Sunday 16 December 2012

Asymmetric Bounds

Experienced programmers are aware of the advantages of expressing ranges using asymmetric bounds.  If you haven't heard of this term, I should explain that it is simply a way to express a range (typically of integers) using a (zero-based) start value and a value just past the end. Some people consider use of asymmetric bounds to be just a convention and I have even heard Pascal/Delphi programmers insist that it is a bad convention. It is not only a good convention, it is more than that, since it has a basis in mathematics as I explain below.

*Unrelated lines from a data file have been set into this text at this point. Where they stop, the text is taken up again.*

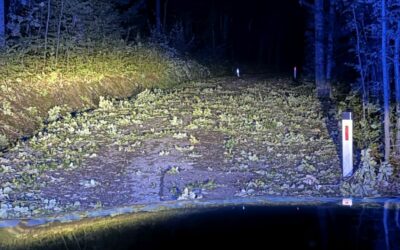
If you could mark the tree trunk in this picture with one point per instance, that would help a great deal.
(397, 86)
(165, 16)
(330, 47)
(385, 82)
(59, 29)
(158, 16)
(47, 30)
(2, 25)
(323, 87)
(360, 63)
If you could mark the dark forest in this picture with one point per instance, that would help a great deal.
(105, 104)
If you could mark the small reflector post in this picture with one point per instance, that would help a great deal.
(347, 202)
(347, 144)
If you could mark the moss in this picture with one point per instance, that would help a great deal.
(33, 91)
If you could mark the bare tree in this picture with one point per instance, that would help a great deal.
(47, 28)
(323, 87)
(397, 84)
(158, 16)
(385, 82)
(2, 25)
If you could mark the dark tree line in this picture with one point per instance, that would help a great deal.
(368, 32)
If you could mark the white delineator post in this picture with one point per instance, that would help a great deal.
(347, 144)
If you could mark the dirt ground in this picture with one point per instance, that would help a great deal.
(219, 139)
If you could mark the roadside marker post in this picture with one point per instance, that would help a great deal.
(347, 144)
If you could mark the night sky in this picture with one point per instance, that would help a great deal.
(260, 32)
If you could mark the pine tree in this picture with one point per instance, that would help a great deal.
(2, 24)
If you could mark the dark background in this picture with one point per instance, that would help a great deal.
(269, 33)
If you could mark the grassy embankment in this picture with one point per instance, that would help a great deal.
(33, 91)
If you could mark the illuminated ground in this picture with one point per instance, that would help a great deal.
(217, 140)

Further, though developers agree that using asymmetric bounds is a good idea in code, they try to hide the idea from users. Sometimes it is a good idea to translate internal representations for the benefit of the user (zero-based indexes being an obvious example), but the elegance and simplicity of asymmetric bounds is very useful in user interface design. I explore this more in the User Interface Examples section below.

Also note that the principle of asymmetric bounds is closely related to the idea of not treating zero as a special value in code. This is something I discussed about a year ago (see blog post on Zero). [I finally got around to writing this follow-up post which I promised at that time.]  The main problem with using an inclusive range is that there is no way to specify a range with zero elements.

There is little written on this subject, however, while researching this post I discovered that Andrew Koenig recently wrote some articles on this for DDJ (see Asymmetric Bounds, Part 1). However, I feel these articles are incomplete as they:
  • lack discussion of problems with using asymmetric bounds
  • do not talk about its importance in user interfaces at all
History

Specifying ranges has been problematic for humans for a very long time. These problems often result in the careful addition of either of the words inclusive or exclusive to ranges such as a range of dates. Unfortunately, there is no simple way to express asymmetric bounds for ranges other than to say inclusive start, exclusive end.

Mathematicians have been aware of the advantages of asymmetric bounds for hundreds of years. For example, a piece-wise function may have different formulas for different values of x, such as:

f(x) = 1,  for -infinity < x < -1
f(x) = -x, for -1 <= x < 0
f(x) = x,  for 0 <= x < 1
f(x) = 1,  for 1 <= x < infinity

The interval for each domain is specified using asymmetric bounds. So "0 <= x < 1" means x can take any value from zero (inclusive) up to one (exclusive). An abbreviated notation for this range is [0,1) where square brackets [] indicate that the ends are included and round brackets () indicate they are excluded. Using asymmetric bounds like this is important since a function can only return a single value for any particular value of x.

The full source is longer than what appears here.